The comparison is very simple.
Informative, but still nothing touching my major point. I was wrong to suggest that Nikon hasn't been consistent with specifications on its SLRs, like the AF point counts which have been remarkably stable regardless of the year or price (you'd think they could make it better as time goes on...but Canon has to catch up first, right?). On the Canon side my point is that AF module "downgrading" is only relative to other cameras in the contemporary lineup. By the time a 5D Mark III comes out, the 7D will be a year old. The 5D Mark II's autofocus sensor is similar enough to the original 5D's, and it's simply time for a change. The 5D line is apart from the "prosumer" or advanced amateur etc. lines, and it's separate from the 1D / 1Ds / 1.3x crop lines as well.
It certainly can use autofocus at least as good as the 7D, but in truth it needs to be considerably better than that. The 5D Mark III (or whatever occupies the line) really needs continuous autofocus in movie mode, for example, given the camera's use for filmmaking, which try as they might Canon can't sway users to the more expensive 1.3x crop cameras for. Unless Canon is hoping to aim people towards a new line entirely, or a different kind of product (like camcorders), they will simply lose a lot of friends if the AF system stays stagnant.

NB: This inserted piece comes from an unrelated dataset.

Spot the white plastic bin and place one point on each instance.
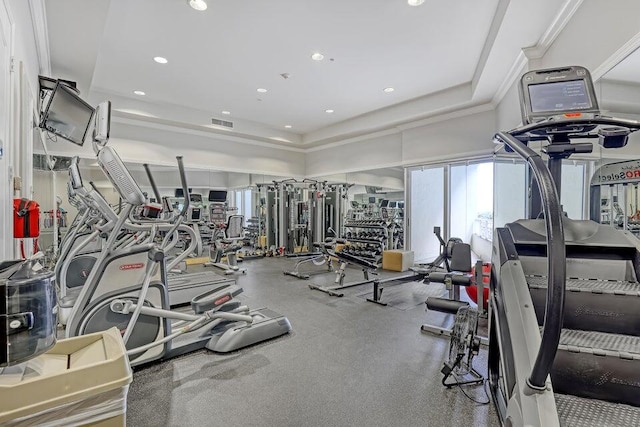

For what it's worth, the 7D's 19 cross-type sensors ought to beat (at least for photographs) the more impressive-sounding 51 point AF sensor-equipped cameras, when those like the D700 and D300S have 15 cross type. By the "Nikon only builds two tiers" theory, the D7000 is placed at the very top of the low end, with just 9 cross-type sensors, 39 overall. Not a bad argument given its price.
On the lower-tier cameras Nikon hasn't been shy about holding down costs - and cutting features: The Multi-CAM1000 AF sensor in the D3100, released almost at the same time as the D7000, has just 11 points, none of them cross-type. Even my poor old T1i has a cross-type sensor.